New developments throughout the state have been in check, and the market has improved considerably over the past twelve months. As a result, rents for industrial as well as office spaces are expected to rise during the next few quarters. Landlords will soon begin dominating the market as they will no longer be obligated to offer leasing concessions in the future. According to Stewart Holley Director of Sales and Marketing for Forseti Real Estate Services, “market fundamentals have improved significantly over the past year, particularly retail sales, job growth, and the residential real estate market. These factors are a good indication for the entire commercial property market in the U.S. However, the South Florida market is expected to reap larger benefits from the turnaround in its residential sector”.
Real estate analysts forecast that Florida will attract plenty of interest in its commercial as well as residential real estate market. While the commercial market will allow for expansion of existing companies and offer prospects for new ones, the residential market is expected to lure in individuals who are looking for retirement and second homes in the country.

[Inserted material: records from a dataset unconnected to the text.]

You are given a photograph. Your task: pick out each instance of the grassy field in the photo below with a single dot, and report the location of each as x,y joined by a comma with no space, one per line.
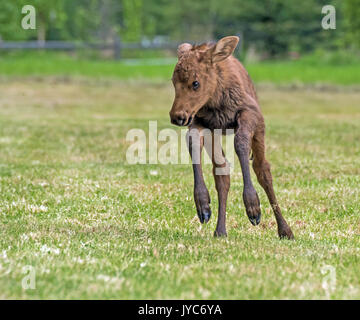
93,226
316,69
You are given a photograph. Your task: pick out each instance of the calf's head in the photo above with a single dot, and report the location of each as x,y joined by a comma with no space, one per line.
195,77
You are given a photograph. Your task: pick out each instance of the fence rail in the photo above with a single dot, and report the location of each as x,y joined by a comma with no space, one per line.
116,46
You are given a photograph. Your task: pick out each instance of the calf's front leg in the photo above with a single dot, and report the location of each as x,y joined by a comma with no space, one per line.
221,172
195,143
242,144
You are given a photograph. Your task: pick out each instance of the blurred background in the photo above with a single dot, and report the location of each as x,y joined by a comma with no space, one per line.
94,226
137,32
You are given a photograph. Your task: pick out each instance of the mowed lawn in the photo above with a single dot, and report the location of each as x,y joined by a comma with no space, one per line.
92,226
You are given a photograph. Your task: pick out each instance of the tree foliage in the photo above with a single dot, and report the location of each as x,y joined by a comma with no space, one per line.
272,27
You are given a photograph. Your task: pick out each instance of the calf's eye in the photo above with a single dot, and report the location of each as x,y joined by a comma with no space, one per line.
196,85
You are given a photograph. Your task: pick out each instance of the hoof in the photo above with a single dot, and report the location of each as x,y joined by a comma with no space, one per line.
255,221
252,206
286,233
218,234
204,216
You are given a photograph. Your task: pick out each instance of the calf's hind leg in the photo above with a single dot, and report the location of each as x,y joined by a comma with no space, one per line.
262,169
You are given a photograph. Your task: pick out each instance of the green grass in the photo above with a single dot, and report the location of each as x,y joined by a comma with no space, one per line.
93,226
317,69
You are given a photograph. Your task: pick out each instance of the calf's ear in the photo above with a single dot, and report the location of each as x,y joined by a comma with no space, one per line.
224,48
182,48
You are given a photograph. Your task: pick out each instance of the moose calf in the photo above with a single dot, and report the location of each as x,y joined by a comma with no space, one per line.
214,91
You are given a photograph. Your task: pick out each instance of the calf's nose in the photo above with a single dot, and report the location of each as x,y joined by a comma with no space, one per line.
179,119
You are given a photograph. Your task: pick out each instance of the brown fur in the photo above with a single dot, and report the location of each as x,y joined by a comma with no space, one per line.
225,99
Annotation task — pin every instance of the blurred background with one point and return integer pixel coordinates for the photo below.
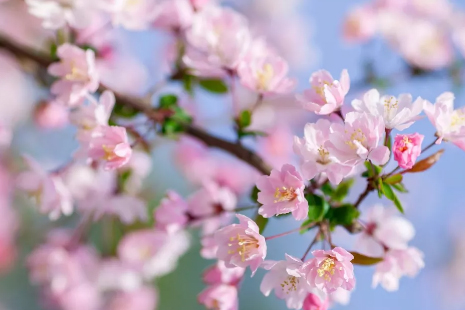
(309, 35)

One of the largest commercial property brokerage agencies in New Jersey, The Goldstein Group reports that improvement in leasing of retail space will continue in 2013. Chuck Lanyard, the company’s president said that the retail property market in Central and Northern New Jersey is consistently improving, but continues to remain a ‘tenants’ market’. Opportunistic retailers continue to make the most of market conditions, and secure locations and lease their properties at profitable rates.
Several companies in the state are on the lookout for leases on areas bigger than 5,000 sq. ft. However, the Goldstein Group says that interest will be the highest for areas that are 1000- 5000 sq. ft. in size. Companies like Advance Auto, Children’s Place, Big Lots, Dollar General, Ulta, Dollar Tree, Carters, etc. are very active in Central and Northern New Jersey. Restaurant chains that continue to grow in popularity, such as Chipotle, Joe’s Crab Shack, Corner Bakery, etc. are also expanding. All of these companies are expected to take advantage of low pricing and engage in active real estate transaction over the year.
Lanyard said that spaces that were initially established for shopping centers are now being used by dental and medical practices. He added this trend will continue in 2013. Landlords were not confident about leasing their spaces to medical institutions before the recession, but things are no longer the same and landlords find it critical to create extra traffic and have their spaces leased.